## I. Why Self-Attention is an Attention Mechanism

The term "Attention" applies to the mechanism because the mathematical steps and conceptual goal are identical to traditional attention models like **Luong Attention** or **Bahdanau Attention**.

### 1. Recap of Traditional Attention (Luong/Bahdanau)
Traditional attention was developed to solve the **memory loss** problem in the original **Encoder-Decoder (E-D) architecture**. The E-D model compressed the entire input sentence into a single **Context Vector** ($h_4$), which could not effectively summarize sentences longer than $\sim 30$ words.

Attention solved this by:
1.  Providing a **new, dynamic Context Vector ($C_i$)** to the Decoder at every output time step $i$.
2.  $C_i$ is a **Weighted Sum** of all Encoder Hidden States ($H_j$):
    $$C_i = \sum_{j} \alpha_{i,j} H_j$$
3.  The **Alignment Scores ($\alpha_{i,j}$)**, which act as the weights, are calculated by normalizing (using Softmax) the raw similarity scores ($e_{i,j}$).
4.  In **Luong Attention**, these raw scores ($e_{i,j}$) are obtained by taking the **dot product** of the Decoder's Hidden State ($S_i$) and the Encoder's Hidden State ($H_j$).

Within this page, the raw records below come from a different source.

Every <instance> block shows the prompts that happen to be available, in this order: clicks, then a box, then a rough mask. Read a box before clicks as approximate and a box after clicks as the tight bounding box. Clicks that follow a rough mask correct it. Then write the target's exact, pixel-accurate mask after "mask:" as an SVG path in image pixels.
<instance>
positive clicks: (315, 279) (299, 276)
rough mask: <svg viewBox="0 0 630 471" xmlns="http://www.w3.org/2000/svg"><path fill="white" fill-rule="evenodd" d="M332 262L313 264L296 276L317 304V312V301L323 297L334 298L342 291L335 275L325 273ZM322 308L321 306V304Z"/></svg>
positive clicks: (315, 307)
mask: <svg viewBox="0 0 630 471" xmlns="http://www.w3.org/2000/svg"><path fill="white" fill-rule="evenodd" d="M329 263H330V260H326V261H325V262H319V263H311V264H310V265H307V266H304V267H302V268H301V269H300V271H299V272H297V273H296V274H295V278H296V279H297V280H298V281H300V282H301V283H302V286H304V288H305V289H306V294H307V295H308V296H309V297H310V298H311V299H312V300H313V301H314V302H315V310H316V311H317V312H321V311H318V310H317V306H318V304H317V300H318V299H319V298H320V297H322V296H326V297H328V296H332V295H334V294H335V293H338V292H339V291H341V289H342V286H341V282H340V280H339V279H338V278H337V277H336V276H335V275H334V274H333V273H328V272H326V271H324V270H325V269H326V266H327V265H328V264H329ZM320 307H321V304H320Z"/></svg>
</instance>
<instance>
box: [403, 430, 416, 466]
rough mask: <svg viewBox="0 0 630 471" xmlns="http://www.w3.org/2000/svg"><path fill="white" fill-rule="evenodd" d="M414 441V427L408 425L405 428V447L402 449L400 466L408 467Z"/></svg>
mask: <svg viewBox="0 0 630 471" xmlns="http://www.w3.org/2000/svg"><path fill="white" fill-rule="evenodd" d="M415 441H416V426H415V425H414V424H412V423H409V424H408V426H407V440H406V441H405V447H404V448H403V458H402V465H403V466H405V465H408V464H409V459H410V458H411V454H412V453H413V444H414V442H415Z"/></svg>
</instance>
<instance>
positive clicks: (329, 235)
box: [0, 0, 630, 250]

### 2. Conceptual Similarity in Self-Attention
Self-Attention (SA) calculates a contextual embedding for a target word ($Y_{turn}$) using an analogous three-step process:

*   **Weighted Sum:** $Y_{turn}$ is calculated as a weighted sum of the **Value vectors ($V$)** of all words in the sentence.
*   **Similarity Scores:** The raw similarity scores ($S_{i,j}$) needed for the weights are calculated by taking the **dot product** of the target word's **Query ($Q$) vector** and the **Key ($K$) vector** of every other word (including itself).
*   **Normalization:** These scores are normalized using **Softmax** to yield the final weights ($W_{ij}$).

### 3. Conceptual Mapping
The mathematical formulation is identical, demonstrating why SA is fundamentally an attention mechanism:

| Function in Luong Attention | Function in Self-Attention | Role |
| :--- | :--- | :--- |
| Decoder Hidden State ($S_i$) | **Query ($Q$) Vector** | Asks for similarity ("How similar are you to me?") |
| Encoder Hidden State ($H_j$) | **Key ($K$) Vector** | Acts as the reference point for comparison |
| Encoder Hidden State ($H_j$) | **Value ($V$) Vector** | Provides the content for the final weighted sum |

Since the essential mathematical operations—calculating similarity via a dot product, normalizing via Softmax, and producing a contextual output via a weighted sum—are reused in a different setting, Self-Attention is structurally an Attention mechanism.

## II. Why Self-Attention is Called "Self"

The defining difference that mandates the use of "Self" is the source of the sequences involved in the calculation.

### 1. Inter-Sequence Attention (Traditional Models)
Traditional attention mechanisms, such as Luong and Bahdanau, calculate attention **between two different sequences**.

*   For machine translation, this involves calculating alignment scores between an **English sequence** (Input/Encoder) and a **Hindi sequence** (Output/Decoder).
*   This is known as **Inter-Sequence Attention**.

### 2. Intra-Sequence Attention (Self-Attention)
Self-Attention calculates the similarity scores and alignment weights **within the same sequence**.

*   In Self-Attention, the model starts with a single sentence (e.g., "Turn off the lights").
*   The Query vectors (the "questions") are derived from this sequence, and the Key vectors (the "reference points") are also derived from **the exact same sequence**.
*   Since the sentence is querying itself to establish internal context, this is called **Intra-Sequence Attention**, hence the name **Self-Attention**.